Amazon is all about public cloud and IaaS, IaaS, IaaS. That’s their strength, and they excel at it. Though not fully entrenched in the enterprise space the way IBM and Microsoft are, AWS has a powerful presence in nearly every other market segment.




With Microsoft, it’s about public and hybrid cloud models, but the real focus is clearly on SaaS, specifically the enterprise SaaS market segment. It’s a massive opportunity that Microsoft isn’t letting slip past them.

IBM is clearly becoming a Watson-heavy company with each new cognitive product that comes out of its myriad foundries, but Big Blue is also a serious hybrid cloud player. They’ve found a cloud niche that fits, it’s a big niche and they wear it well.

Why the Top Three Will Dominate Their Respective Segments for a Long Time

Between them, these three cover the entire breadth of the cloud computing segment, leaving very little space for anyone to force their entry.




Niche SaaS players such as Salesforce will always be there, but to create a strong horizontal offering such as Microsoft’s mix of business-focused products covering IaaS to SaaS is to create more value than any one IaaS-exclusive or SaaS-exclusive company possibly can. And that value appeals to everything from one-man-shows to multinational corporations, which is where Microsoft excels.

As for Amazon, they are obsessed with and relentless in their pursuit of public cloud infrastructure excellence, adding no less than 1,000 services to their AWS menu this past year. IaaS is how they got into cloud, it’s what they disrupted and it’s what they’ll command for a long time. We do expect Amazon to strongly pivot into IoT, and there are already signs of that movement, but it will be a few more years before we can start counting the billions from that part of their business.

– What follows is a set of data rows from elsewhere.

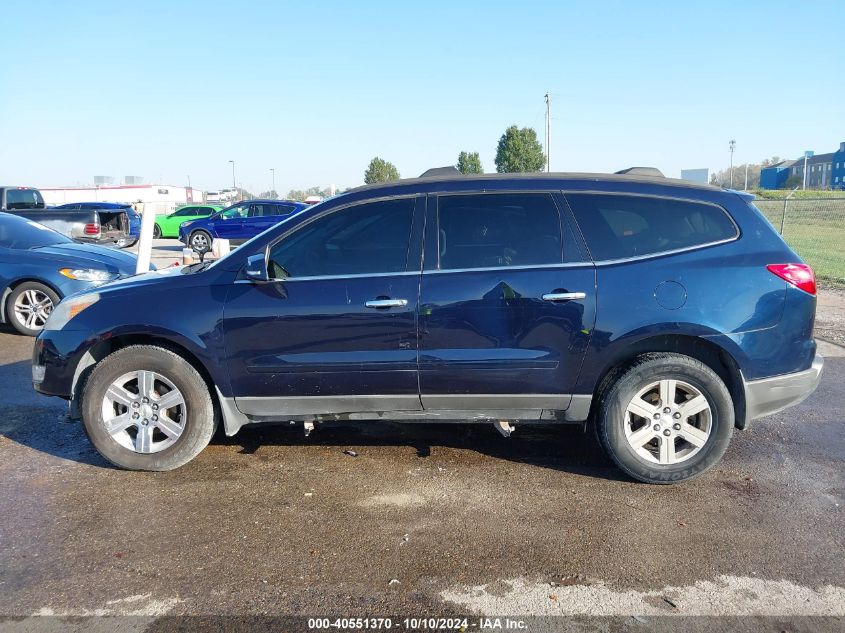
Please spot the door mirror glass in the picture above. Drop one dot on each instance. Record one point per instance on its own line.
(256, 268)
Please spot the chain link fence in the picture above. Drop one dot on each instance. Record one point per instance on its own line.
(815, 229)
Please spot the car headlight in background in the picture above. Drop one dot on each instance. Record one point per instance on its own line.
(68, 309)
(87, 274)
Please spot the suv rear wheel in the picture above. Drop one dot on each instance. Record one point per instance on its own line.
(666, 418)
(146, 408)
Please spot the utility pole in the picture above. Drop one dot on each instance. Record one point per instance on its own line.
(548, 132)
(732, 147)
(807, 154)
(234, 186)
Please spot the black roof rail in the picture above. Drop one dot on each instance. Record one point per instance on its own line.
(439, 172)
(654, 172)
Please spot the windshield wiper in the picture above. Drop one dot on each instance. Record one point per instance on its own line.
(195, 267)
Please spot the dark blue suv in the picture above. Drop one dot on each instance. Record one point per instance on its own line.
(237, 223)
(663, 312)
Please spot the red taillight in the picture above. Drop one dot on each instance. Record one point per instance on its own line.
(799, 275)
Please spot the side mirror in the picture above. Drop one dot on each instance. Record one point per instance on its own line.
(256, 268)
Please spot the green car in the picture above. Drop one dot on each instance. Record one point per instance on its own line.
(168, 225)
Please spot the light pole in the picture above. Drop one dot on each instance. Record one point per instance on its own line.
(807, 154)
(732, 146)
(548, 132)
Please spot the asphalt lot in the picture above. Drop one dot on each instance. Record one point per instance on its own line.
(425, 520)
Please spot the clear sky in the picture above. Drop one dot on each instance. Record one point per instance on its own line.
(170, 89)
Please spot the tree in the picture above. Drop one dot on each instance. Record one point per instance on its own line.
(469, 163)
(380, 170)
(519, 151)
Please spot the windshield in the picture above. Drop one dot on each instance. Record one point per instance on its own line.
(17, 199)
(25, 234)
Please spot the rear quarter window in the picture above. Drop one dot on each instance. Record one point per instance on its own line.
(620, 226)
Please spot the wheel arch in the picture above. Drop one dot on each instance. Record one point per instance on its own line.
(9, 289)
(107, 346)
(702, 349)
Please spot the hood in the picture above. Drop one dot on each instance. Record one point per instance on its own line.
(91, 256)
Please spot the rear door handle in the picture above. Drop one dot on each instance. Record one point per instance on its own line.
(386, 303)
(564, 296)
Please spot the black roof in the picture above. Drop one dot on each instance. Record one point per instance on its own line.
(632, 177)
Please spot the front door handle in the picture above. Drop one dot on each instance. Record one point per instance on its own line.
(386, 303)
(564, 296)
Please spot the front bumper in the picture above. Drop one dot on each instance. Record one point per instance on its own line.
(770, 395)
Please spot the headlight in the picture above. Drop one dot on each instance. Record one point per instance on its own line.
(87, 274)
(68, 309)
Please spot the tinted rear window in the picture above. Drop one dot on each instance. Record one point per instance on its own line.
(17, 232)
(619, 226)
(23, 199)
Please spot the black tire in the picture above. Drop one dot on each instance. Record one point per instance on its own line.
(201, 234)
(12, 317)
(198, 427)
(625, 384)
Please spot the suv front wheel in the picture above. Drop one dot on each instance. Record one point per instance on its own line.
(146, 408)
(666, 418)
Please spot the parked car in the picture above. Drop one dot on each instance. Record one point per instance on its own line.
(168, 225)
(662, 312)
(134, 230)
(97, 226)
(39, 266)
(237, 223)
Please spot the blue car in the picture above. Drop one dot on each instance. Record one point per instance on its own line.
(134, 233)
(663, 313)
(38, 267)
(237, 223)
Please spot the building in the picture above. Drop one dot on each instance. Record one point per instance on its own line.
(162, 198)
(701, 175)
(824, 171)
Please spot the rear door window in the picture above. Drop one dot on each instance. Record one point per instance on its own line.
(494, 230)
(622, 226)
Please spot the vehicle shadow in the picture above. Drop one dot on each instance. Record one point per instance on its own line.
(565, 447)
(39, 422)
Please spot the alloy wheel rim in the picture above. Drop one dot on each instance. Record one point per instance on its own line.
(668, 422)
(32, 308)
(144, 412)
(199, 241)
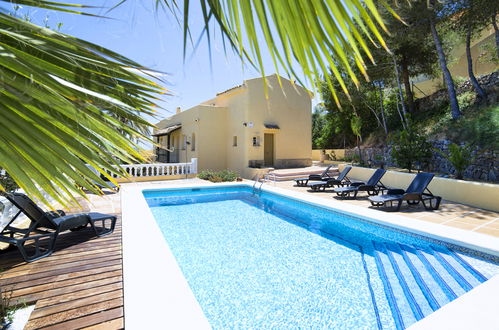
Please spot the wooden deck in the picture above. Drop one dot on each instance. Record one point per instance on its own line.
(80, 286)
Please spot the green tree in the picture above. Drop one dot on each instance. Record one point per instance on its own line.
(356, 125)
(411, 44)
(63, 99)
(460, 157)
(435, 13)
(411, 148)
(472, 18)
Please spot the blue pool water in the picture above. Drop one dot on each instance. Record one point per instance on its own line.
(267, 261)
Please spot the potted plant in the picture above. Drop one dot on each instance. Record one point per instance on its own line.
(6, 310)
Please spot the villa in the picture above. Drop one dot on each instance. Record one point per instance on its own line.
(246, 126)
(250, 210)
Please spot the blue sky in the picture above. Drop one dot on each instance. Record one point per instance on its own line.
(155, 40)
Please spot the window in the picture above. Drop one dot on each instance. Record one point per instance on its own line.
(184, 142)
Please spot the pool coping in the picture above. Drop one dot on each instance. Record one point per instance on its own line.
(148, 263)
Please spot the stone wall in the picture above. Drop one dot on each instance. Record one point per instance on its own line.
(490, 83)
(484, 167)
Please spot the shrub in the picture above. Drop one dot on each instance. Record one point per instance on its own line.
(460, 158)
(466, 99)
(410, 147)
(6, 309)
(218, 176)
(6, 181)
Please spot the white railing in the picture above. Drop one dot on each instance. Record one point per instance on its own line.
(160, 169)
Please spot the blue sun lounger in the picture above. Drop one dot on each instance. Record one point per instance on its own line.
(416, 192)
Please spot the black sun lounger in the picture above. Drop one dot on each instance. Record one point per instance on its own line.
(340, 180)
(45, 227)
(372, 187)
(324, 176)
(414, 194)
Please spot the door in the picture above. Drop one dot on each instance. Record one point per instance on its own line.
(268, 149)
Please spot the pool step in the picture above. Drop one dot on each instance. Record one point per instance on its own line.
(419, 281)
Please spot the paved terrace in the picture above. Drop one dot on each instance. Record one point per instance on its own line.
(80, 285)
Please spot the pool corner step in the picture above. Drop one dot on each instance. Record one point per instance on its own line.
(419, 281)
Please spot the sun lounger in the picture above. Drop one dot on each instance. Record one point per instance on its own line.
(339, 181)
(45, 227)
(324, 176)
(372, 187)
(414, 194)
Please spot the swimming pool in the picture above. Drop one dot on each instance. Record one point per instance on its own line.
(265, 260)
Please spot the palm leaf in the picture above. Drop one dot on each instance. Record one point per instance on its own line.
(316, 34)
(66, 103)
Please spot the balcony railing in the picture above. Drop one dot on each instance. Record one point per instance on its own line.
(160, 169)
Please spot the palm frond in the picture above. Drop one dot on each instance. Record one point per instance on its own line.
(315, 34)
(64, 103)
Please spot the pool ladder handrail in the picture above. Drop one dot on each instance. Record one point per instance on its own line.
(262, 178)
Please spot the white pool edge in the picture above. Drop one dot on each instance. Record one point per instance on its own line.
(156, 294)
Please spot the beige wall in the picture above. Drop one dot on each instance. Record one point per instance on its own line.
(216, 122)
(290, 108)
(483, 195)
(316, 153)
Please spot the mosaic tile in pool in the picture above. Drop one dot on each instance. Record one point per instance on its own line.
(268, 261)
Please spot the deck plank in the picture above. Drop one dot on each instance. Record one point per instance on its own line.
(79, 286)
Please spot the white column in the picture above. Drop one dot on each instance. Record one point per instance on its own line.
(194, 166)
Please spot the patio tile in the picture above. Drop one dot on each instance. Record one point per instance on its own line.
(461, 225)
(489, 231)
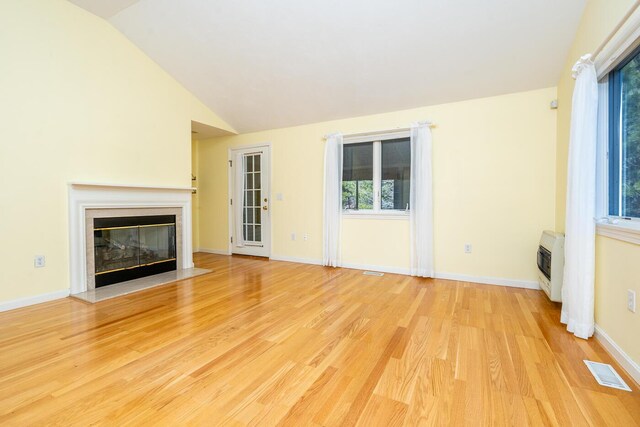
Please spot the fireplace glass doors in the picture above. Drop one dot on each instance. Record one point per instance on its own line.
(127, 248)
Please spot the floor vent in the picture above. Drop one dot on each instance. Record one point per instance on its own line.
(606, 375)
(373, 273)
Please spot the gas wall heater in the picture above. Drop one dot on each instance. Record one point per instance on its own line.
(551, 264)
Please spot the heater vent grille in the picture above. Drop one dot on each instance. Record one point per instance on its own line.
(606, 375)
(373, 273)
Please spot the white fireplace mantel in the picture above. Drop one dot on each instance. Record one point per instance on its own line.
(83, 196)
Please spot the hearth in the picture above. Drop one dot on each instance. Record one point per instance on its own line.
(130, 247)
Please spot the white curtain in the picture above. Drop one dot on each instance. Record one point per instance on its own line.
(238, 201)
(332, 200)
(578, 283)
(421, 202)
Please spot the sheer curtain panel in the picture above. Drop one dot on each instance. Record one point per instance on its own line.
(579, 269)
(332, 201)
(421, 202)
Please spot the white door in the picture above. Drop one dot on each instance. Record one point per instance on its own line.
(251, 228)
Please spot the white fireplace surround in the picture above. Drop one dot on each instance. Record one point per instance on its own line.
(83, 196)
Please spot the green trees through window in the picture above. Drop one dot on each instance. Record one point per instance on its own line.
(624, 144)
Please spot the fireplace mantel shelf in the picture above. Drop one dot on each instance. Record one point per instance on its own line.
(125, 186)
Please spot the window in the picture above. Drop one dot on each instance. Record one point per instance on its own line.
(624, 138)
(375, 175)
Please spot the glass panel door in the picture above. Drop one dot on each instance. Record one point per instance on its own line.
(252, 215)
(249, 205)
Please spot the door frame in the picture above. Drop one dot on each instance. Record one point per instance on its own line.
(230, 178)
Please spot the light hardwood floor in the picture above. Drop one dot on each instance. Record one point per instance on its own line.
(275, 343)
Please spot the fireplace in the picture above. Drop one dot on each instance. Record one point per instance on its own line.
(130, 247)
(89, 202)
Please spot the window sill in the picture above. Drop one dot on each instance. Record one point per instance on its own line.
(394, 215)
(625, 230)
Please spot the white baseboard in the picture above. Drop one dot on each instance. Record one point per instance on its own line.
(212, 251)
(512, 283)
(37, 299)
(380, 268)
(296, 259)
(618, 354)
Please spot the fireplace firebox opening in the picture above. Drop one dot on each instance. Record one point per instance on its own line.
(127, 248)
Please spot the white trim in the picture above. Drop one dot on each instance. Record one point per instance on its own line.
(131, 186)
(230, 191)
(512, 283)
(498, 281)
(621, 44)
(83, 196)
(380, 268)
(36, 299)
(376, 136)
(400, 215)
(626, 231)
(213, 251)
(618, 354)
(312, 261)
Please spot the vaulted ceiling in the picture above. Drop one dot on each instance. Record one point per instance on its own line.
(268, 64)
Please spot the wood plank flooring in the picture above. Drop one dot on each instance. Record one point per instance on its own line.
(274, 343)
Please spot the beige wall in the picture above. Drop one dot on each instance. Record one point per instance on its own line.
(616, 270)
(79, 103)
(195, 217)
(494, 181)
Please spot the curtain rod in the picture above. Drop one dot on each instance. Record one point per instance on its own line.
(613, 32)
(382, 131)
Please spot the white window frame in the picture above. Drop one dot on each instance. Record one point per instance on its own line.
(616, 227)
(377, 212)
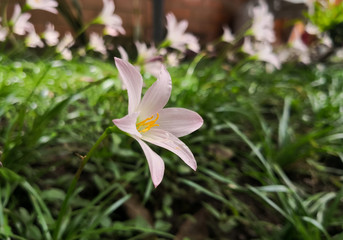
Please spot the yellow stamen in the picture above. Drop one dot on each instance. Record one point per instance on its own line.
(147, 124)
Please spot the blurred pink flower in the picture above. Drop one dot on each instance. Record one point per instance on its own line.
(50, 35)
(123, 53)
(64, 45)
(3, 32)
(227, 35)
(96, 43)
(178, 38)
(149, 121)
(20, 22)
(33, 40)
(46, 5)
(263, 23)
(112, 22)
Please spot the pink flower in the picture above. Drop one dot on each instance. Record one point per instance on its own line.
(20, 21)
(64, 45)
(149, 121)
(263, 23)
(177, 36)
(50, 35)
(46, 5)
(3, 33)
(33, 40)
(96, 43)
(112, 22)
(227, 35)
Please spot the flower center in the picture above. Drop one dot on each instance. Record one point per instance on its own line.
(146, 124)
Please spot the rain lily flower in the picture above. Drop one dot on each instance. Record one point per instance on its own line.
(227, 35)
(263, 23)
(96, 42)
(123, 53)
(20, 22)
(148, 120)
(33, 40)
(112, 22)
(46, 5)
(50, 35)
(178, 38)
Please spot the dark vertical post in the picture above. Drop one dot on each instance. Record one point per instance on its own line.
(158, 16)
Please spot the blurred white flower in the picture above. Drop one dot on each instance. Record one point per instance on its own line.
(227, 35)
(46, 5)
(263, 23)
(172, 59)
(50, 35)
(263, 51)
(33, 40)
(96, 43)
(148, 58)
(177, 36)
(113, 23)
(20, 22)
(64, 45)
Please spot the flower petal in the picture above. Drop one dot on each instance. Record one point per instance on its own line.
(128, 124)
(157, 96)
(155, 162)
(168, 141)
(178, 121)
(132, 80)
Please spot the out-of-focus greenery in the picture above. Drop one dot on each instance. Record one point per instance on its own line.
(269, 154)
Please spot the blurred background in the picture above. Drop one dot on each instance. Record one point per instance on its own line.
(265, 76)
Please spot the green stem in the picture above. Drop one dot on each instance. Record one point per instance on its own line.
(71, 189)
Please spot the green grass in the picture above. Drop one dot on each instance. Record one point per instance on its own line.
(269, 154)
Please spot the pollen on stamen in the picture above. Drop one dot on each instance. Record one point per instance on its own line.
(147, 124)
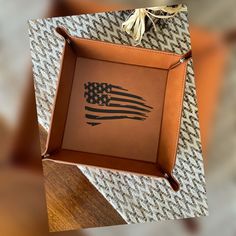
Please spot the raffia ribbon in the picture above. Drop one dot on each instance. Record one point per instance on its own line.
(135, 24)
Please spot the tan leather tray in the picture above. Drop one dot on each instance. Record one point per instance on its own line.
(117, 107)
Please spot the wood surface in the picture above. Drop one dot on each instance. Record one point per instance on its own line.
(72, 201)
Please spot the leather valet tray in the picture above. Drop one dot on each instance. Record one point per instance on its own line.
(117, 107)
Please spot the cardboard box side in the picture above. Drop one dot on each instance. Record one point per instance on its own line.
(59, 114)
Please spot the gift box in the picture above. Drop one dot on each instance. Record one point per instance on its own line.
(117, 107)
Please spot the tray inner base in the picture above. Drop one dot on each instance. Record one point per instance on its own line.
(118, 137)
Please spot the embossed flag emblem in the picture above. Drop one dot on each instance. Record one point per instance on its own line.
(106, 101)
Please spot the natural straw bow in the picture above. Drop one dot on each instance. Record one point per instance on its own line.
(135, 25)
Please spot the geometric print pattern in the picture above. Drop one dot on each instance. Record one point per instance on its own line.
(138, 199)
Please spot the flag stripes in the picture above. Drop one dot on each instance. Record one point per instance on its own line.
(111, 102)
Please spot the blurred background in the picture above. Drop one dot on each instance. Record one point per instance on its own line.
(22, 196)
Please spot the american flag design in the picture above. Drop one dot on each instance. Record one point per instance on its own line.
(106, 101)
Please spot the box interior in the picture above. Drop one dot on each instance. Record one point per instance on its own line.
(80, 131)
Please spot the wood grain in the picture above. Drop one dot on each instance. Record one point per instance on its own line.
(73, 202)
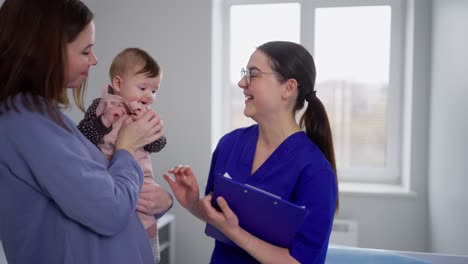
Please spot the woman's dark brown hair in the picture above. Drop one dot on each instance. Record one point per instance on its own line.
(33, 53)
(292, 61)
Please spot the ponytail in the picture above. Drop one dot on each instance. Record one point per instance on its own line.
(292, 61)
(317, 127)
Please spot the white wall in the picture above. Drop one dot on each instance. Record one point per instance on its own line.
(449, 128)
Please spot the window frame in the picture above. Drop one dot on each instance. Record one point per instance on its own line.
(391, 174)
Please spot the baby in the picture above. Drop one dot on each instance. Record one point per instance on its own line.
(135, 78)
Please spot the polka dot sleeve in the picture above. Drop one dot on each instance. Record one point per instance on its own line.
(157, 145)
(91, 126)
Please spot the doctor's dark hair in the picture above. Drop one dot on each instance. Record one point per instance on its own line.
(292, 61)
(34, 35)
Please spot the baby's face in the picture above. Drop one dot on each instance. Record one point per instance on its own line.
(139, 88)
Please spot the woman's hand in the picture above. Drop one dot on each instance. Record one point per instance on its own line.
(226, 221)
(185, 188)
(112, 114)
(140, 132)
(153, 198)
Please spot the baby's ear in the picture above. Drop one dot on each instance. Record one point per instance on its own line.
(116, 83)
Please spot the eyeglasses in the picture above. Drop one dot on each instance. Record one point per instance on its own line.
(252, 73)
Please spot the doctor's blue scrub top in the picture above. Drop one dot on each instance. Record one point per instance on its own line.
(296, 171)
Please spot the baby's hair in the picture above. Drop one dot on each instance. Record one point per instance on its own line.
(134, 57)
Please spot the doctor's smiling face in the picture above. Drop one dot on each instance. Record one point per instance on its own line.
(262, 89)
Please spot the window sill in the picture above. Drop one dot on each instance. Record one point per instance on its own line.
(375, 189)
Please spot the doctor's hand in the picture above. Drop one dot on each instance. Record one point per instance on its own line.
(153, 198)
(185, 188)
(226, 221)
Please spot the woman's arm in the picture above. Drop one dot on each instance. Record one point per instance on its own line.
(227, 222)
(186, 191)
(92, 126)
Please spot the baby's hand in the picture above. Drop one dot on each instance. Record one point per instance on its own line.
(111, 115)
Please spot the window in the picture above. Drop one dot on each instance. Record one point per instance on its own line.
(357, 47)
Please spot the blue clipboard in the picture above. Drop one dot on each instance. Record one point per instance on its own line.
(261, 213)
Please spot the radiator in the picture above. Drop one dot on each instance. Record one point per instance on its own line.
(344, 232)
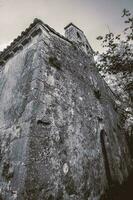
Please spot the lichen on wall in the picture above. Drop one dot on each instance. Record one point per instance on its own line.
(54, 108)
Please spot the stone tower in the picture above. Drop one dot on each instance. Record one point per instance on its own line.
(60, 127)
(73, 33)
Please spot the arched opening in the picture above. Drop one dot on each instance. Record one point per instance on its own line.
(79, 36)
(103, 137)
(87, 48)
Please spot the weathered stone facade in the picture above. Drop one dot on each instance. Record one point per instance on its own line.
(60, 129)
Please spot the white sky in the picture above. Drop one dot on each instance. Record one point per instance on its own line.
(92, 16)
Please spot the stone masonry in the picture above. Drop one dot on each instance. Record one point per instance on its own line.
(61, 135)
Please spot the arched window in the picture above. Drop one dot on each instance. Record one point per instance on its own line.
(87, 47)
(79, 36)
(103, 137)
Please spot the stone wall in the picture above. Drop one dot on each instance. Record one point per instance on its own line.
(60, 131)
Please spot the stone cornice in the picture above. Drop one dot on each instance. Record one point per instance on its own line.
(18, 43)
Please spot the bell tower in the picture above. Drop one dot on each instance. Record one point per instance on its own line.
(73, 33)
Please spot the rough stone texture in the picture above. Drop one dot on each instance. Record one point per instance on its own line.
(60, 129)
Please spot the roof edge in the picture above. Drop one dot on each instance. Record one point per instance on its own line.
(71, 24)
(11, 49)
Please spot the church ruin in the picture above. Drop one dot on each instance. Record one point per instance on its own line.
(61, 134)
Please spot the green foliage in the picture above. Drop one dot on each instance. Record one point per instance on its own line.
(118, 54)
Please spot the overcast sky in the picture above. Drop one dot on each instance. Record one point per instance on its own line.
(92, 16)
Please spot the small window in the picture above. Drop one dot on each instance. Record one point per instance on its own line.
(79, 36)
(87, 47)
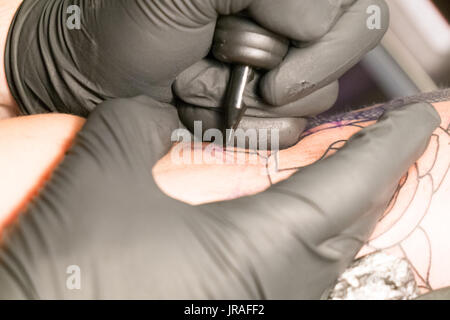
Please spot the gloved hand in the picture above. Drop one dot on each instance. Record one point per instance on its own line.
(103, 212)
(127, 48)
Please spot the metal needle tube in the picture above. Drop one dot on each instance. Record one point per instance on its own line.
(235, 108)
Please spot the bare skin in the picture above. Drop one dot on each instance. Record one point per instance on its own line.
(414, 226)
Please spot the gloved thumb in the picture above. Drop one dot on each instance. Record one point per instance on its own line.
(131, 133)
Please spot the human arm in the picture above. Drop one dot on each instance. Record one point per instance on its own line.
(104, 190)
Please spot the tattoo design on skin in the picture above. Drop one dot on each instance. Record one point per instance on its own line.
(414, 226)
(417, 207)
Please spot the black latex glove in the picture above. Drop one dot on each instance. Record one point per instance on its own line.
(103, 212)
(127, 48)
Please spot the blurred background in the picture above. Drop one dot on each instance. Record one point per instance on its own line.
(413, 57)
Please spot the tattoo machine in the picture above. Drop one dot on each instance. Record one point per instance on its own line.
(246, 46)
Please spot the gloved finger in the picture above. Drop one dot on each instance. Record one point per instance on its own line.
(304, 20)
(305, 70)
(200, 12)
(204, 84)
(289, 129)
(302, 233)
(140, 126)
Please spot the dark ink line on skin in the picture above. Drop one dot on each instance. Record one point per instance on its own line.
(394, 197)
(434, 160)
(375, 113)
(430, 258)
(401, 216)
(427, 284)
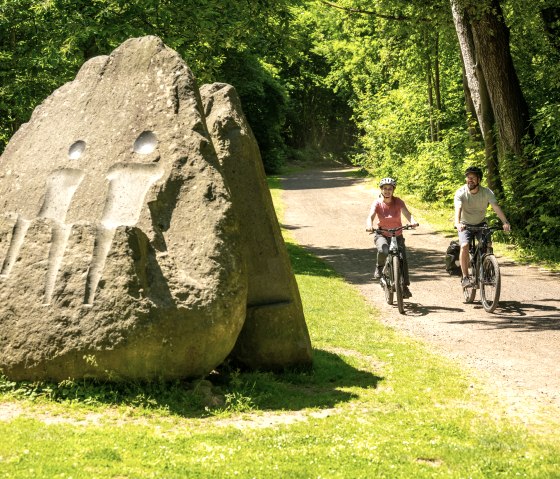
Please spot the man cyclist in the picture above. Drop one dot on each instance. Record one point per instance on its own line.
(388, 209)
(471, 202)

With IBM, their analytics business is already bigger than anything else in that space, with little to no competition and a high level of demand to cater to. IBM splits its attention between Analytics, Cloud and all overlapping functions that they collectively term ‘as-a-service.’ These three segments make up the bulk of their strategic imperatives, which have been their light at the end of the tunnel. They have a ways to go, but they’re only a few quarters away from a full recovery and a fresh growth phase.




These three champions of cloud are not only shaping the cloud computing industry, but setting the pace of its growth from the tens of billions to the hundreds of billions to the trillions.